現在、国内の風力発電は陸上に建てられた風車によって行われているが、日本は四方を海に囲まれていることから、このアドバンテージを生かさない手はない。陸上・洋上風力発電を合わせれば、日本の年間電力消費量を賄えるといわれるほど、高いポテンシャルを秘めている。

その一方で、洋上風力発電施設はごく一部を除いて稼働どころか着工すらしていない段階。しかし、政府は具体的な指標として40年までに3000万~4500万キロワットの発電量の達成という高い目標を掲げている※3。これは大型火力発電所30~45基程度の規模となることから、かなり大胆なチャレンジだといえる。

※1 米国エネルギー情報局の発表より
※2 資源エネルギー庁調べ
※3 国土交通省「洋上風力産業ビジョン(第1次)」(令和2年)より

洋上ならではの厳しい自然条件をクリアする難しさ

現在、「再エネ海域利用法」※4に基づき、国によって洋上風力発電促進区域の指定が進められている。ビジネスの観点からも大きなポテンシャルがある洋上風力発電だが、参入企業にとってはいくつかの障壁がある。

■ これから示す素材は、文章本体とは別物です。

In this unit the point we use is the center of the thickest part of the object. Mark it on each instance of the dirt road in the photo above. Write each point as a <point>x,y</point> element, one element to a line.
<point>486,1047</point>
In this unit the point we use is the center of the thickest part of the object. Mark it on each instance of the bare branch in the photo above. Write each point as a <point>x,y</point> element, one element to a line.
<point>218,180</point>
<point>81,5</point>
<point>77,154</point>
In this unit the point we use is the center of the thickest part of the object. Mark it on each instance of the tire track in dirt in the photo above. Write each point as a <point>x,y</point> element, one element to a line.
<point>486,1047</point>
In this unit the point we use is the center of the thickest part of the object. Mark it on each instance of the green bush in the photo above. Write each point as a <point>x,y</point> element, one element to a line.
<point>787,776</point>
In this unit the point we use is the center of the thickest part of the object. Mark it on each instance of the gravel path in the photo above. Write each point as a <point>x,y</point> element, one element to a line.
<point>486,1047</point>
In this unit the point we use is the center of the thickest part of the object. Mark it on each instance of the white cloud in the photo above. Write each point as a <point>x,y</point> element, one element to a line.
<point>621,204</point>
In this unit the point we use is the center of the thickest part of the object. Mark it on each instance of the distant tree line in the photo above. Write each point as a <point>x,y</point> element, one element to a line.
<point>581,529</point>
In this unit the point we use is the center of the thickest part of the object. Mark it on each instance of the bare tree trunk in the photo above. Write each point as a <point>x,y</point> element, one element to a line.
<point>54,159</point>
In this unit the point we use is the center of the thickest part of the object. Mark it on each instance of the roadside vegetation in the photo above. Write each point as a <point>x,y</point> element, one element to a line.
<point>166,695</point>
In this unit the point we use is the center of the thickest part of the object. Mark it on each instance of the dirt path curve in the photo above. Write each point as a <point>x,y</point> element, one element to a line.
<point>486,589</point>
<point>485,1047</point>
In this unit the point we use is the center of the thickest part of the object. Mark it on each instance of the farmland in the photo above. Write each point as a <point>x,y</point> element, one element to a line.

同じく構造計画研究所の木村まどか氏は次のように話す。

構造計画研究所の木村 まどか氏
構造計画研究所
エンジニアリング営業1部 WPDコンサルティング室長
木村 まどか 

「洋上に風車を設置する際には、波や風から受ける力や海水による腐食など洋上ならではの自然の力に関する問題も考慮しなければなりません。さらに、風車を建てられるエリアには制限があるので、『どの風車をどのような配置にすれば導入コストを抑えてより多くの発電量が得られるのか』という観点も重要です。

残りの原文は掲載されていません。